22/7/2015 — Gold
Antipodes on new tack with Newmont-pre-emptive right
By Ross Louthean
The series of events that were to lead to a new life for a struggling gold company and two associated companies was somewhat unravelled this week but there is still a path ahead.
The short version of the planned corporate merry-go-round was for the gold company to sell its interest in two gold prospects in the Waihi district to a mining investment company and then to become a reverse takeover vehicle for another company holding marine phosphate projects in New Zealand and Namibia.
It was a tight schedule, with one of the tightest factors being available capital in the three companies.
Antipodes Gold Ltd (TSX-V & NZAX: AXG) informed the market yesterday that Newmont Corporation, owner of Newmont Waihi Gold, had decided to take up its pre-emptive right for Antipodes’ equity in the Waihi West and WKP exploration permits near Waihi.
Linked to this decision by Newmont was Oceana Gold Holdings (Waihi) Ltd, the company set up by OceanaGold for its separate $US101 million takeover of Newmont’s mining and exploration permits in and around Waihi.
Antipodes minority equity in the two joint ventures was held by its subsidiary Glass Earth (NZ) Ltd (GENZL).

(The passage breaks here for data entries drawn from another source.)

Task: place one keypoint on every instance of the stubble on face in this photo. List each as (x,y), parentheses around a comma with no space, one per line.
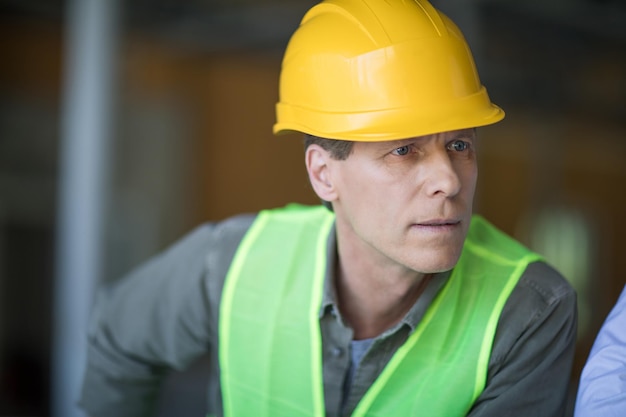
(406,205)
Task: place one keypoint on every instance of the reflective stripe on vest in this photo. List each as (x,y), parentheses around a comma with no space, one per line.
(270,344)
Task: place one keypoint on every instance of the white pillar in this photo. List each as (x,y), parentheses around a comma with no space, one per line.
(86,125)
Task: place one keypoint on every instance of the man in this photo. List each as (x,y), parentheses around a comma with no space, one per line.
(396,303)
(602,389)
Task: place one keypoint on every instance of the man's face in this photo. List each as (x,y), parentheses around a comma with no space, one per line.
(407,203)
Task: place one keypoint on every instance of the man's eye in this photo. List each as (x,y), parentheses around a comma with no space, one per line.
(402,150)
(458,146)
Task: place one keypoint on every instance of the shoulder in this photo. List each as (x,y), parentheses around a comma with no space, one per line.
(541,306)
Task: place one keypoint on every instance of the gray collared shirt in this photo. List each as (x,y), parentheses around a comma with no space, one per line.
(164,316)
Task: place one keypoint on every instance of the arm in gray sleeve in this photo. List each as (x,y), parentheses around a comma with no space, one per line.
(530,367)
(161,316)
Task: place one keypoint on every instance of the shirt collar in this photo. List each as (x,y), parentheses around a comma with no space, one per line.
(411,319)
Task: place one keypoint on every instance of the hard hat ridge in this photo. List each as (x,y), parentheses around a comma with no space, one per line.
(372,70)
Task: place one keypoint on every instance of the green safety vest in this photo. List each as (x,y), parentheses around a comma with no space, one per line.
(270,348)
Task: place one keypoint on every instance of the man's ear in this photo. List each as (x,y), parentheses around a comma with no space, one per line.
(319,167)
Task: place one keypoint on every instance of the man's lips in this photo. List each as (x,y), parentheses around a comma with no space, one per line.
(438,223)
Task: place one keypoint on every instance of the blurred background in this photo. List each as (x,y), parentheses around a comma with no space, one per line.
(125,123)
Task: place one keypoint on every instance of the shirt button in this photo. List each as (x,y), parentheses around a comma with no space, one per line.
(336,352)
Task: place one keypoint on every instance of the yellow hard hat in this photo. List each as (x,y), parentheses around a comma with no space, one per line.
(373,70)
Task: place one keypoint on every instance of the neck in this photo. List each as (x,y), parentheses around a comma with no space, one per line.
(372,297)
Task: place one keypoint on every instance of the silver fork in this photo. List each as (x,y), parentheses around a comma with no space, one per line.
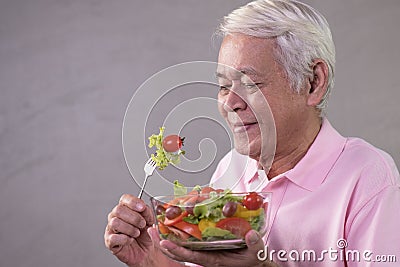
(148,169)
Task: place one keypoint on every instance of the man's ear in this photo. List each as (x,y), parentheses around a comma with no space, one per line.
(318,82)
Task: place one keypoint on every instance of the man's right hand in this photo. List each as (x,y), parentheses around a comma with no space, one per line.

Had the pre-emptive right not been taken up by Newmont, then Antipodes was to sell its equity in the two properties to Aorere Resources Ltd (NZX: AOR) for $1 million in shares and cash, and for it to then become a reverse takeover vehicle for Aorere’s associated company Chatham Rock Phosphate Ltd (NZAX: CRP).
A fundamental for Chatham Rock, which was hard hit by the rejection of its mining consents for seabed phosphate on Chatham Rise by NZ’s Environmental Protection Agency, was to be able to utilise Antipodes dual listing on the venture exchange of the Toronto Stock Exchange.
Antipodes said the proposal for the takeover of CRP was still being contemplated but terms were likely to be modified.
“A separate announcement in this regard will be made in the near future,” said Antipodes chief executive Thomas Rabone.
Newmont, with the knowledge and participation of OceanaGold, will pay Antipodes for the pre-emptive right:
- Waihi Gold will assume responsibility for all unpaid cash calls owed by GENZL from exploration carried out by Newmont for the joint venture.
- GENZL will transfer and Waihi Gold will assume responsibility for all GENZL’s royalty obligations associated with the permits.
- Waihi Gold will pay to GENZL $NZ1 million (plus NZ goods and services tax of 15%) together with up to $NZ525,000 to settle GENZL’s debt to other creditors.
Subject to all conditions being ratified, including approval from Energy & Resources Minister Simon Bridges, then the new Waihi Gold Agreement will be concluded on or before December 8.
Meanwhile, Aorere’s chief executive Chris Castle said that CRP, in which Aorere is a major shareholder, was in discussion with Antipodes on the proposal for a reverse takeover of Chatham Rock.
In another announcement Aorere chairman Dene Biddlecombe said a purpose of Antipodes reverse takeover proposal of CRP was for CRP under a new guise to assume Antipodes’ listing on the TSX-V.
“Pleasingly the intention to undertake this takeover remains and the CRP and Antipodes boards are now in discussions directly to progress this transaction further,” Biddlecombe said.